Topics for the Young Königswinter Conference 2016

The following issues are suggested as topics for discussion at the conference.
Others may well will suggest themselves.


  1. Brexit will continue to dominate politics in the UK. What should be the main aims in the UK position for negotiations with the EU? What chances does the UK have of realising its aims, and what might a realistic outcome look like from both the UK’s as well as Germany’s points of view? Is a common view achievable?
  2. How widely has the feeling that the benefits of globalisation have not been fairly distributed in the UK and possibly other EU member states, contributed to Brexit and anti-establishment attitudes? What accounts for high levels of dissatisfaction with ‘Brussels’? What might be done to counter this?
  3. Depending on the outcome of the UK/EU negotiations what is the likelihood of Scotland holding another independence referendum and Northern Ireland deciding on a much closer relationship with the Republic of Ireland leading to eventual Union? Both processes driven by a majority view in both countries that they wish to remain members of the EU.
  4. Can the EU rise to the challenge of agreeing a long term policy on immigration which divides those arriving into economic migrants and refugees? Can they take the step of separating an offer of asylum from automatic citizenship after three or so years of residence? Will they accept that Syria is not the main driver of immigration which smart phones are making more attractive to sub-Saharan and other economic migrants? Is it thought that the agreement with Turkey will last given Erdogan’s record on human rights in Turkey?
  5. How have Germany and Sweden coped with major influxes of both asylum seekers as well as economic migrants? What lessons can be drawn from their experience so far?
  6. Can Schengen survive on an EU wide basis? Is it the main driver of opposition parties in EU member States?
  7. What effect on the development of EU will the results of the US Presidential elections have?

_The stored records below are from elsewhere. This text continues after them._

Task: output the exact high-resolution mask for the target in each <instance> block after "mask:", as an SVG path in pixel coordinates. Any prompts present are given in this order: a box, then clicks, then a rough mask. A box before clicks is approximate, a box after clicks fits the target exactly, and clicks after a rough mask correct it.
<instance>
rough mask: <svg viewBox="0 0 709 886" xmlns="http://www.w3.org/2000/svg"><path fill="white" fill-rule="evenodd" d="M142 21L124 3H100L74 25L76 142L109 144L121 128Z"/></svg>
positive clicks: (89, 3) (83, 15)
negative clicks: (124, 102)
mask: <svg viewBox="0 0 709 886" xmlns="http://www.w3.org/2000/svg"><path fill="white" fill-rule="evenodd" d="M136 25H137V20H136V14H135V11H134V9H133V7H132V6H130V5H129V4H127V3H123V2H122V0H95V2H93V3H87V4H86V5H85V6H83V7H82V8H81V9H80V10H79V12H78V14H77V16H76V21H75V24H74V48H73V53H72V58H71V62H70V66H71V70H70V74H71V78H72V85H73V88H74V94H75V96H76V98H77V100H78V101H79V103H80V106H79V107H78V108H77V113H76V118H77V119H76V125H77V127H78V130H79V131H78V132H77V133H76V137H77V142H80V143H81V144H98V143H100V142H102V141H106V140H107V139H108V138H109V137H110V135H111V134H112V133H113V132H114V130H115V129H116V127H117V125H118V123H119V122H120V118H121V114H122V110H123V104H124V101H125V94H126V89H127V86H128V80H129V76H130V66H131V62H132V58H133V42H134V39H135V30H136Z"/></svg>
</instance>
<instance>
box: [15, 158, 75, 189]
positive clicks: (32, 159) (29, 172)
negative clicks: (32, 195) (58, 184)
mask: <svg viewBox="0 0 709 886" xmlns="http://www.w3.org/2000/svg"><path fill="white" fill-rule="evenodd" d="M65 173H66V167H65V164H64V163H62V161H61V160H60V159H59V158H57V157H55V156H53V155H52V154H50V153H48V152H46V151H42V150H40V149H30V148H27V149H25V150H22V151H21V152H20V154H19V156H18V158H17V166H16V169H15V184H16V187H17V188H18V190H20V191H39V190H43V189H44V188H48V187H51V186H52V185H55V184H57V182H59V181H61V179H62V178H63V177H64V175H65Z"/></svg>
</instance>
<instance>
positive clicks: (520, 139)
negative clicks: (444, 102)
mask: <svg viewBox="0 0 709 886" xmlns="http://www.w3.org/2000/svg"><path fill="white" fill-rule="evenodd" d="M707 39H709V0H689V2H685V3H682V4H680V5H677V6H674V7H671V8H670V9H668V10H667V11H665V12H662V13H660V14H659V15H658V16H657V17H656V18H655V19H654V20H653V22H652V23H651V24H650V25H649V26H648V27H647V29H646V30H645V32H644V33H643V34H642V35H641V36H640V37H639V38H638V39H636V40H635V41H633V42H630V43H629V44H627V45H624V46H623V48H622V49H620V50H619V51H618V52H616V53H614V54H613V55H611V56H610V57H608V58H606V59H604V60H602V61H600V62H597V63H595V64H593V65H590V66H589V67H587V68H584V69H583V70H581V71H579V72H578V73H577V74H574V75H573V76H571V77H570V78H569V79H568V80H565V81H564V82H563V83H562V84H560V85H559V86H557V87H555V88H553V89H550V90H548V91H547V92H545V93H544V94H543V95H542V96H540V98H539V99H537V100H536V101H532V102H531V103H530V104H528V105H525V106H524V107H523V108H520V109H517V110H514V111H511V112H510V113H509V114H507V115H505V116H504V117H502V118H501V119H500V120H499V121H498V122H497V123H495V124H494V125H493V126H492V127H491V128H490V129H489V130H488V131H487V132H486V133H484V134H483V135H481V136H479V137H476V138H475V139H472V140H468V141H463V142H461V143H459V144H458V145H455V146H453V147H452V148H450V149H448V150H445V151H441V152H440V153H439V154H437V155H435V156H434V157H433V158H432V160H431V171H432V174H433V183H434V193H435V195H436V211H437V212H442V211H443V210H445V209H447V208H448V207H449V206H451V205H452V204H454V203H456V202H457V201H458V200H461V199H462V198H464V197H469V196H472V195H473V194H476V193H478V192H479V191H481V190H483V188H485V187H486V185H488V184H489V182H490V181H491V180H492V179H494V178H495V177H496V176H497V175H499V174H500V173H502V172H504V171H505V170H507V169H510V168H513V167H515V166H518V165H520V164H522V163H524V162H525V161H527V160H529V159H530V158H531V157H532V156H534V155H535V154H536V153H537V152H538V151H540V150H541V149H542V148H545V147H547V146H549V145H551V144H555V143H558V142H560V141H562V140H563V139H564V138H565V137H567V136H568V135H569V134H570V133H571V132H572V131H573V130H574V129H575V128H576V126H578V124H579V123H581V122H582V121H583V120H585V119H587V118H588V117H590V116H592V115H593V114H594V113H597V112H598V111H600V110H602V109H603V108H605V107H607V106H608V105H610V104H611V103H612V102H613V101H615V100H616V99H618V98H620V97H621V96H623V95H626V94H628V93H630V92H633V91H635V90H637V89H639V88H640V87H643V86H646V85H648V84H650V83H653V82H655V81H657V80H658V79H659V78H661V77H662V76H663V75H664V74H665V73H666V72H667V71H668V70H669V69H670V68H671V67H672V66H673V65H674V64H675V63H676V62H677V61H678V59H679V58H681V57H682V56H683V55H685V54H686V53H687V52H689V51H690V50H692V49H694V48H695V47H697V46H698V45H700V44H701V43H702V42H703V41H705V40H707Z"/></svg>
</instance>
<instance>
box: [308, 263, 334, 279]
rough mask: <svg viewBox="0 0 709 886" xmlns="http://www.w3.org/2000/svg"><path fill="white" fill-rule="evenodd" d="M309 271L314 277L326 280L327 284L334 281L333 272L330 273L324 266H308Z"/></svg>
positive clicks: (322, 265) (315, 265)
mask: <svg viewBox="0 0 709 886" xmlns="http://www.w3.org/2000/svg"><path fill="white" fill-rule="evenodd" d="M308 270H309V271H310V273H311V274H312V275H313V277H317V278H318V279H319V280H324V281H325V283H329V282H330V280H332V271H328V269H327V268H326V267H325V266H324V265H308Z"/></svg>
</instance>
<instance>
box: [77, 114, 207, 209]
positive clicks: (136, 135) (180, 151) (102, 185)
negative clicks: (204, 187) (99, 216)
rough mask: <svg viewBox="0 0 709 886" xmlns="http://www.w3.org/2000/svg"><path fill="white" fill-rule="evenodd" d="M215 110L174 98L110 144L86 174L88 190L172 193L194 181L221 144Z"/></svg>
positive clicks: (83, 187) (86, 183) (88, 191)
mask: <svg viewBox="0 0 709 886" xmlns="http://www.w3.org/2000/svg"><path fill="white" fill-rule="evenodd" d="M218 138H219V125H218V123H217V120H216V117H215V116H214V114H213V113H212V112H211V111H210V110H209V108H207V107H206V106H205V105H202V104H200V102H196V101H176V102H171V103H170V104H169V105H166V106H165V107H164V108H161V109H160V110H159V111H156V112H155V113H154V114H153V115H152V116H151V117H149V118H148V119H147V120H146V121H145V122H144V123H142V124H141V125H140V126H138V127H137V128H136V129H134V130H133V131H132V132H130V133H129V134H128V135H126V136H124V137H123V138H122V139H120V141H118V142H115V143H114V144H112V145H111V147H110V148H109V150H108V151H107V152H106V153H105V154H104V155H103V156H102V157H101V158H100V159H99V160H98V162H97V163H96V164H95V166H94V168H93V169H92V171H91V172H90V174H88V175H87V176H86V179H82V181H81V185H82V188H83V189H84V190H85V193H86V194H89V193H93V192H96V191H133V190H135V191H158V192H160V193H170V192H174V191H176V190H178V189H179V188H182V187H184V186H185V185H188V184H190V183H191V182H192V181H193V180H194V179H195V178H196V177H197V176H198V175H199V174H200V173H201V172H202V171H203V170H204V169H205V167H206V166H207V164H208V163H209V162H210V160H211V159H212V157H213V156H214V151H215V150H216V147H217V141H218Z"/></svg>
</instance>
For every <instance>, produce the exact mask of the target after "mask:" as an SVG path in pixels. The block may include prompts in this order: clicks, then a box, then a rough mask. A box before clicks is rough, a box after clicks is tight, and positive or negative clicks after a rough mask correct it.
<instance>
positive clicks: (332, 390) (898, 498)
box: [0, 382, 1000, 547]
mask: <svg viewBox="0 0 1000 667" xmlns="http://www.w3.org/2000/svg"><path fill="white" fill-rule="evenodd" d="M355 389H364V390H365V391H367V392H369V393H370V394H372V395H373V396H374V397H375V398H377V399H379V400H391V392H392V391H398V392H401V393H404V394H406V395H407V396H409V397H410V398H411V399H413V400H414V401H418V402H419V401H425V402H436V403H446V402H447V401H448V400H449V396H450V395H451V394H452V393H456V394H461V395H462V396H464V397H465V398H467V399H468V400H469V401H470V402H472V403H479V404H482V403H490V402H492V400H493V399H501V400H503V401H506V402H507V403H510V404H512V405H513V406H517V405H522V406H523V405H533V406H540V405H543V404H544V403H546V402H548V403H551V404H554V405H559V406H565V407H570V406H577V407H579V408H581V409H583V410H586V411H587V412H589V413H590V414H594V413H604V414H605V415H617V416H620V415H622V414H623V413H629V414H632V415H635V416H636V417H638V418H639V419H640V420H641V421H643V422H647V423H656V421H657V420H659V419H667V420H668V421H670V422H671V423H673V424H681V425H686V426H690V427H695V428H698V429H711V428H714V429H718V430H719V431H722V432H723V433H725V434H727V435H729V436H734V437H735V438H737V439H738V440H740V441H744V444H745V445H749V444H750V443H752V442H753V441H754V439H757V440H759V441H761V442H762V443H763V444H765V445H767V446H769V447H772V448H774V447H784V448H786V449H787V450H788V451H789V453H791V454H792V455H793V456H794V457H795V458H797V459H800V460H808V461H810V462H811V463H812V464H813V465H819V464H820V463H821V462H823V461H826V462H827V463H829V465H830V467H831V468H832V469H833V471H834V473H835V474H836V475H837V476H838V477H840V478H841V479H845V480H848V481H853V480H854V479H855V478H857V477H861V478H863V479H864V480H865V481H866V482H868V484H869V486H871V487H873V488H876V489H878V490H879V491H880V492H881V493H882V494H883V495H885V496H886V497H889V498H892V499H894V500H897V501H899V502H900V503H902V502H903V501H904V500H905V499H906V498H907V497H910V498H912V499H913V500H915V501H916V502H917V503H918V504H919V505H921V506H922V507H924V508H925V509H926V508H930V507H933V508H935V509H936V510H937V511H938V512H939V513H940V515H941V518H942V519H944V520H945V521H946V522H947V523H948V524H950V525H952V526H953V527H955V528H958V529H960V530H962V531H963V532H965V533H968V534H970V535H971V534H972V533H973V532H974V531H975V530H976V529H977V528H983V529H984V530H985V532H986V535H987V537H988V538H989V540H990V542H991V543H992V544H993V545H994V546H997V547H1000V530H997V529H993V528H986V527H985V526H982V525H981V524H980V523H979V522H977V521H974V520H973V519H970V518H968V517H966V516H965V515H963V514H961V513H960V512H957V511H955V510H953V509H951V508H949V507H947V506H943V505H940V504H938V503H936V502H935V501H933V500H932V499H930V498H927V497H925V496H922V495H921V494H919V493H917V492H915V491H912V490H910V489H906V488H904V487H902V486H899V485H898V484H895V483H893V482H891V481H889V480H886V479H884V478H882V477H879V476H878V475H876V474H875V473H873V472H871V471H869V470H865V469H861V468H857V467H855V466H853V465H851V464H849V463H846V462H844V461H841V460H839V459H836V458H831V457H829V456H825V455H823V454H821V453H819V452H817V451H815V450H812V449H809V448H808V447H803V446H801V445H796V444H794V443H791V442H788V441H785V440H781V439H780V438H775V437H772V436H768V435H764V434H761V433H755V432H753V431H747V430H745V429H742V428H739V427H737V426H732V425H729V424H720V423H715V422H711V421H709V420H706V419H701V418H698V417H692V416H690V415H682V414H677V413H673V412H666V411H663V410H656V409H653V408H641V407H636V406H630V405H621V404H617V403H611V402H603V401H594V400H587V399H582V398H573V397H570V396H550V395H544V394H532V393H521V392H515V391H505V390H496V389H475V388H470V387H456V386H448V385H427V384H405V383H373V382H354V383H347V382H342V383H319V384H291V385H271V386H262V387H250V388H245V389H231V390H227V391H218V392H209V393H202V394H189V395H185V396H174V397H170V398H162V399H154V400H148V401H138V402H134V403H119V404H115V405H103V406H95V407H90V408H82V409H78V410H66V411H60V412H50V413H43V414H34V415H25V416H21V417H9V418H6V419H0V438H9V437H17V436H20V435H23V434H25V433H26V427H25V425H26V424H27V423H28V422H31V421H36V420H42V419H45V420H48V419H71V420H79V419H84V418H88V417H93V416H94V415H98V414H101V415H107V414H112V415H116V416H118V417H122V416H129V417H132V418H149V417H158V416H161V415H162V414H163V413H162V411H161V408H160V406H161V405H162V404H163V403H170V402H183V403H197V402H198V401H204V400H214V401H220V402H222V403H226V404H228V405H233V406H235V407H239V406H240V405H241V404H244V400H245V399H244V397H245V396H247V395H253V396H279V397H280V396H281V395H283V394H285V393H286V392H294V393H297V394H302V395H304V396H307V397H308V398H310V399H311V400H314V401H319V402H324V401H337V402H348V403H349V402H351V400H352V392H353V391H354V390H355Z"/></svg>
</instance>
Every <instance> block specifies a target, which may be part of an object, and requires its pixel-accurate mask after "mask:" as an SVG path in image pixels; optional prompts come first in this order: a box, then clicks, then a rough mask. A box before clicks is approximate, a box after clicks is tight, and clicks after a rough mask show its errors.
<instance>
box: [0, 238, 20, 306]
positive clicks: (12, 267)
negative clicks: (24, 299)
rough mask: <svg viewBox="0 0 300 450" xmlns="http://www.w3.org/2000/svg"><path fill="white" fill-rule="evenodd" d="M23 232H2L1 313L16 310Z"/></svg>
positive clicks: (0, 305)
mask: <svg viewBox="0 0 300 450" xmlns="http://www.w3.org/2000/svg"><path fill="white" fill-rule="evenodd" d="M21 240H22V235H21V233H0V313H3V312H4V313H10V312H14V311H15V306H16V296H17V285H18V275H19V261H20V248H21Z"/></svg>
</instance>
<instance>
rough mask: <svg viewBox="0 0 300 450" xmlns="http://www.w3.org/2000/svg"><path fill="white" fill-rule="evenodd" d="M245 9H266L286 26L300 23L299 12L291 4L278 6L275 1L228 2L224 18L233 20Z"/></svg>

  1. What is the future of the Euro given the wide disparities in economic development and attitudes to free market economies as opposed to those which are more influenced by state decisions – currently the focus of difficulty and probably the defining issue in the 2017 French Presidential election?
  2. Will Germany agree to the other elements needed to support the Euro in the future, in particular a ‘federal’ insurance policy to help countries which get into difficulties?
  3. Will the ECB’s policy of Quantitative Easing succeed in boosting lending and thus growth in the Eurozone?
  4. What solution to the Greek debt crisis can be found that is acceptable to both to Germany and Greece?
  5. Will stability return to markets in China?
  6. There is likely to be continuing uncertainty in US Fed policy until the US Presidential election is over on 8 November. How will this affect the economic and financial outlook in the EU?
  7. What financial effect might aggressive Russian policies in Ukraine have on confidence in EU markets? Will a new gas pipeline to the EU deliver more growth or more dependence both economically as well as politically?

Future of the EU

  1. The UK’s intention to leave the EU on the grounds that it has become an undemocratic and unrepresentative institution has raised similar concerns in other EU countries. What does Germany want to see the EU become – A United States of Europe with all the relevant institutions (on US lines) or a United Europe of States with more subsidiarity to Member States and only the main lines of policy decided in the Community institutions?
  2. How big a role should the European Parliament play given that many would claim it does not represent a European electorate but an amalgamation of national parties with similar views. What can be done to give the Parliament greater legitimacy to go with its increased powers?
  3. What are the prospects of Turkey joining the EU?
  4. Have Greece’s difficulties and the immigration challenge brought into sharp focus the question of solidarity between EU Member States?
  5. Will the US presidential election – whichever candidate wins- result in greater demands that EU member states who are also members of NATO should pay their committed contributions or face a less committed partner. Should there be a ‘European’ Army?
  6. How can the EU use its considerable ‘soft power’ to its benefit?